New Delhi: The Reserve Bank of India on Thursday released its annual report FY2019, outlining several factors concerning the Indian economy. Highlighting the prospects for 2019-20, RBI said that reviving consumption and private investment should be the priority of the government.
“Reviving consumption demand and private investment has assumed the highest priority in 2019-20. This may involve strengthening the banking and non-banking sectors, a big push for spending on infrastructure and implementation of much needed structural reforms in the areas of labour laws, taxation, and other legal reforms, which will also enhance ease of doing business in pursuit of fulfilling the vision of India becoming a USD 5 trillion economy by 2024-25.”
The Central Bank expressed concerns that India’s external sector outlook is vulnerable to downside risks from global developments, especially the possibility of the global downturn deepening, the uncertainty surrounding international crude oil prices and the volatility of capital flows.
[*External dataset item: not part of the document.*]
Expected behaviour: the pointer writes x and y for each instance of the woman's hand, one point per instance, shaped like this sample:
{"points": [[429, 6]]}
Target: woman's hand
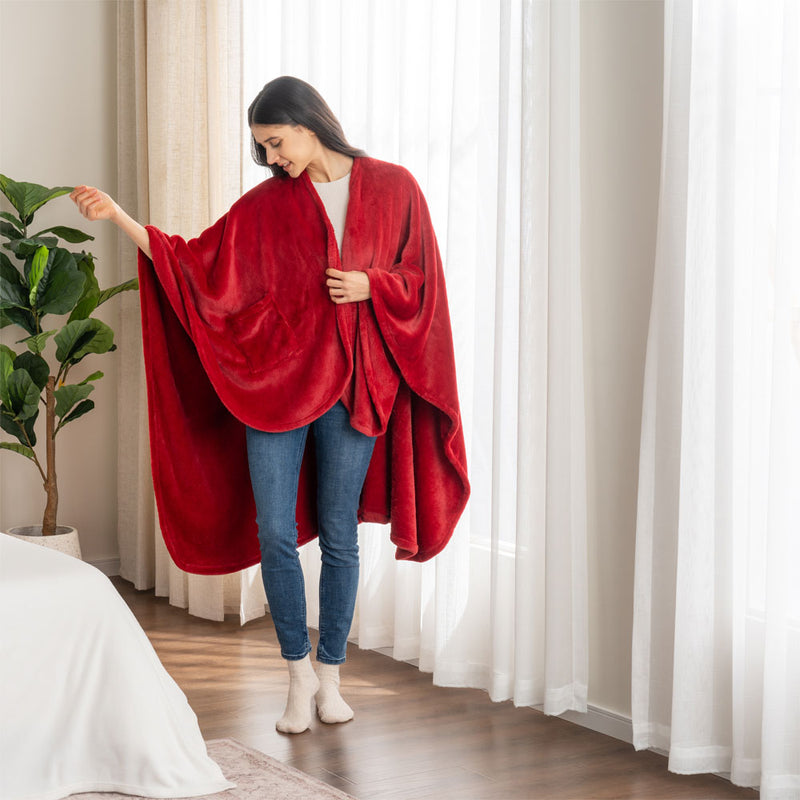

During the first four months of 2019-20, India’s exports as well as imports have dipped into contraction. Net FDI inflows were robust at USD 14.5 billion in Q1:2019-20 as compared with US$ 9.6 billion a year ago.
Foreign portfolio investment recorded net inflow of USD 2.4 billion in 2019-20 so far (up to August 16) as against net outflow of USD 8.2 billion in the corresponding period of 2018-19. India’s foreign exchange reserves at USD 430.5 billion as on August 16, 2019 increased by USD 17.6 billion since end-March 2019.
“Against this backdrop, and particularly taking note of the slowdown in investment activity and headline inflation trajectory remaining below target, the MPC reduced the policy rate by 85 bps during April-August 2019 (in addition to the 25 bps reduction in February 2019), along with a change in the stance from neutral to accommodative in June 2019,” RBI said.
The Central Bank added that the conduct of monetary policy would continue to be guided by the objective of achieving the medium-term target for CPI inflation of 4 percent within a tolerance band of +/- 2 percent, while supporting growth.